Volta e meia, algum internauta leva uma questão aos cientistas de plantão na web — como os seres humanos sobreviveram por tanto tempo sem vacinas? Muitas vezes, a pergunta é feita com o viés de que, por milhares de anos, nossa espécie conseguiu se virar muito bem, obrigado, sem os imunizantes, questionando sua necessidade. A eficácia das vacinas leva a uma questão retórica interessante: a falácia do viés de sobrevivência.
Os Homo sapiens realmente conseguiram levar a vida sem vacinas, caso contrário, não estaríamos realizando a presente comunicação, mas isso não quer dizer que muitas outras pessoas não tenham morrido pela falta delas. Grande parte sem passar à frente seus genes aos descendentes. O mesmo pode ser dito para todo tipo de remédio e tratamento, como os antibióticos, anti-inflamatórios, quimioterapias e afins.
O viés de sobrevivência
Você já deve ter ouvido sobre o viés de sobrevivência em alguma conversa por aí. “Minha avó fumou todos os dias desde os 19 anos de idade, viveu até os 100 e não teve nenhum problema de pulmão”. O tabagismo, dessa forma, parece menos perigoso porque há uma pessoa no grupo de sobreviventes, fazendo parecer que a atividade não é potencialmente mortal.
Em outras palavras, o problema oculto no viés da sobrevivência é que você não costuma ouvir histórias de pessoas que morreram de problemas relacionados ao fumo, diminuindo a percepção de seu malefício.
Um exemplo interessante aconteceu na 2ª Guerra Mundial, como notado pelo estatístico Abraham Wald. Os aviões que sobreviviam a tiroteios voltavam à base, e os engenheiros que os examinavam pensavam que as regiões perfuradas por balas eram as mais frágeis dos aeroplanos, passando a reforçar sua estrutura.
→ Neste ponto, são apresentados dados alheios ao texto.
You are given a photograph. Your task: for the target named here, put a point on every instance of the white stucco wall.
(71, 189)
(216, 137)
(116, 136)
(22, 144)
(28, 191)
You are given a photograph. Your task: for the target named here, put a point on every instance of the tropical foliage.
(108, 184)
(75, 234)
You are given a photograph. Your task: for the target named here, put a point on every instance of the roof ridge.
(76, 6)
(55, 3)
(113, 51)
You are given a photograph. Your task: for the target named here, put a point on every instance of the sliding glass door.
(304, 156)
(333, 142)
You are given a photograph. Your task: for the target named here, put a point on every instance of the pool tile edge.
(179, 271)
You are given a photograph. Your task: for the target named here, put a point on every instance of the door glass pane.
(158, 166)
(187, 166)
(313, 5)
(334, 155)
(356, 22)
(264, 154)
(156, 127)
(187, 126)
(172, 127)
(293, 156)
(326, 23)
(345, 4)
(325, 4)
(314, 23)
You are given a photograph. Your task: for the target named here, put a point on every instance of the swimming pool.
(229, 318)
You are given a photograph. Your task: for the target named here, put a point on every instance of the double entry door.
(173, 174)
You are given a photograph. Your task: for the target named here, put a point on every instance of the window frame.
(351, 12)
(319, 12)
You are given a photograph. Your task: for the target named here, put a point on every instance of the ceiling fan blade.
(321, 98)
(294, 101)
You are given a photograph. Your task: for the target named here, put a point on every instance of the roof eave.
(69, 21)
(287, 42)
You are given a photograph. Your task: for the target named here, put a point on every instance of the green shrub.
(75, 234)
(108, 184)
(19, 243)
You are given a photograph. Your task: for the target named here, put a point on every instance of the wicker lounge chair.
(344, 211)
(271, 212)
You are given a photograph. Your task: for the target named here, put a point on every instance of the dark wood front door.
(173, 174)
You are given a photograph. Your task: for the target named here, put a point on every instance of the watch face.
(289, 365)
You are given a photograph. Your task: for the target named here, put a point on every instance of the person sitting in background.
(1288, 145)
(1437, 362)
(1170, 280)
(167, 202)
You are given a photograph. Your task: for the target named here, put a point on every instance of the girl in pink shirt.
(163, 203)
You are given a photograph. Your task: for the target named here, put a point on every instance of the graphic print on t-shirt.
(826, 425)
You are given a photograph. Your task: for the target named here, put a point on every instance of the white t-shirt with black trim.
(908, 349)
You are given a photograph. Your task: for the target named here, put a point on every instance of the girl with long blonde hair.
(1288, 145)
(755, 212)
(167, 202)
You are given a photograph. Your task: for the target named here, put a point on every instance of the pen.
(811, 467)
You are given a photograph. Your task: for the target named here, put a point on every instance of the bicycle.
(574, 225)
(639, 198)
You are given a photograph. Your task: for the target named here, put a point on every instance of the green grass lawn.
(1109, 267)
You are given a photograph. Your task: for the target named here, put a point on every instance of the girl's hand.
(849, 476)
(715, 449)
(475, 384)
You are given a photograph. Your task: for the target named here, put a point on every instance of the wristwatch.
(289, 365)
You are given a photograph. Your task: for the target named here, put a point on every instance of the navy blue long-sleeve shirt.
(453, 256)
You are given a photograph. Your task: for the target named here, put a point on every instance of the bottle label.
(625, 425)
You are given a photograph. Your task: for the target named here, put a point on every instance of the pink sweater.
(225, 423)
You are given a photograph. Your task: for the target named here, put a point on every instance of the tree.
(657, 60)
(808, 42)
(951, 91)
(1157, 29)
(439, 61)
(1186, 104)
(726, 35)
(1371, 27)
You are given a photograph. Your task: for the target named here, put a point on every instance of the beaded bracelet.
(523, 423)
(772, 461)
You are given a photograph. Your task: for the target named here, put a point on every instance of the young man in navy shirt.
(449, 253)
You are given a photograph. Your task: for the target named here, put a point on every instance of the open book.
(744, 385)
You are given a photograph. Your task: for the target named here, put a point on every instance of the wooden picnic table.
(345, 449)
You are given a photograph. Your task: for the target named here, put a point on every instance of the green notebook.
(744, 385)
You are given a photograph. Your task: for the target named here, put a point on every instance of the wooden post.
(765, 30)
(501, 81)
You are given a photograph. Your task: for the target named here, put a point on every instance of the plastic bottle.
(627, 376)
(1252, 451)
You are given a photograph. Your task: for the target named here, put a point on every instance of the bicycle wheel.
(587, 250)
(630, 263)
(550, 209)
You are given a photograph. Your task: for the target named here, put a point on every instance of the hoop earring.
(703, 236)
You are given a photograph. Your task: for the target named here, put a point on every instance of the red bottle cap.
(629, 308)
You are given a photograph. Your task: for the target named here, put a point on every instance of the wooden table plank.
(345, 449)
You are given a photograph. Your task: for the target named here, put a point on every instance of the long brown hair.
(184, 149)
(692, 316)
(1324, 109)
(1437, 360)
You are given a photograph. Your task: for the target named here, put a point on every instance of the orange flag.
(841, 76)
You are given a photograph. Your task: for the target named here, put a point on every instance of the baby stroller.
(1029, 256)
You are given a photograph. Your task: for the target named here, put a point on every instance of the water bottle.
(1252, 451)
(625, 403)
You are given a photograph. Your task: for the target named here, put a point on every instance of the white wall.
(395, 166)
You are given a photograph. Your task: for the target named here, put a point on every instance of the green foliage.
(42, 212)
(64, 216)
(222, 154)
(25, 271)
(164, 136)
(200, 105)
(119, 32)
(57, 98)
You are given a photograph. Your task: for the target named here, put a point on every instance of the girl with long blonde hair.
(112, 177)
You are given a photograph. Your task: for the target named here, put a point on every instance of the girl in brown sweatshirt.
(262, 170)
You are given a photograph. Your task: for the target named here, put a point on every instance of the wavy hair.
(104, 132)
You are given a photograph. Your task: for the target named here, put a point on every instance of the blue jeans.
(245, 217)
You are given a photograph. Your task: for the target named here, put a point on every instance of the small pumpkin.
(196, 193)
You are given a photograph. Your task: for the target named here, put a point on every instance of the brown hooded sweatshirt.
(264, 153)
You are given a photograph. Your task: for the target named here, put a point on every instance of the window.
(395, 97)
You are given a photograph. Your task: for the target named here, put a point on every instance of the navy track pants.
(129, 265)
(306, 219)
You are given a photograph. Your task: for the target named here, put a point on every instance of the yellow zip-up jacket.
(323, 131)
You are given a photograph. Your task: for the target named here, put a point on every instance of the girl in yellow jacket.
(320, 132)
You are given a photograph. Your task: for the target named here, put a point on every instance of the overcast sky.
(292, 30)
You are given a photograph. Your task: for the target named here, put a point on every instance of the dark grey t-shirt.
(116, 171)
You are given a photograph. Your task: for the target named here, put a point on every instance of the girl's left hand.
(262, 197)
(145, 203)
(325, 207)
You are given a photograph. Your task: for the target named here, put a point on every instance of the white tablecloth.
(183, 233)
Isso, no entanto, não levou ao retorno de mais pilotos com vida — o que estaria acontecendo, então?
Wald lembrou que os aviões que não retornavam não podiam ter suas perfurações por bala analisadas, e, é claro, provavelmente haviam sido alvejados em áreas mais mortais. O viés de sobrevivência levou a uma conclusão errada com base apenas nos veículos sobreviventes, e isso se provou correto quando as regiões não atingidas nos aeroplanos que retornavam foram reforçadas e mais deles passaram a sobreviver a tiroteios.
Isso também ocorre com as doenças. Os humanos, como espécie, sobreviveram a todas as patologias enfrentadas até agora, mas não sem muitas mortes. A Peste Negra e a Gripe Espanhola, por exemplo, foram devastadoras — a primeira doença chegou a eliminar até ⅓ de toda a população da Europa, chegando até a ser usada como arma biológica na Crimeia, onde mongóis catapultaram mortos pela condição para dentro de fortes.
A Peste Negra, também chamada de peste bubônica, voltou em pequenos surtos, mas hoje conseguimos controlá-la, inclusive com vacinas. Outra doença que matava humanos aos montes era a varíola — até 30% dos infectados acabava indo a óbito. Um dos únicos tratamentos era injetar pus das pústulas dos infectados em pessoas saudáveis, mas com pouca garantia de sucesso.
Em 1796, Edward Jenner descobriu que leiteiras infectadas por varíola bovina ficavam imunes à varíola comum, tendo então a ideia para a primeira vacina do mundo — com o imunizante, conseguimos vencer a doença, que foi declarada erradicada pela Organização Mundial da Saúde em 1979.
Os humanos conseguiriam sobreviver sem vacinas? Provavelmente sim. Mas a custo de milhões e milhões de mortes a mais.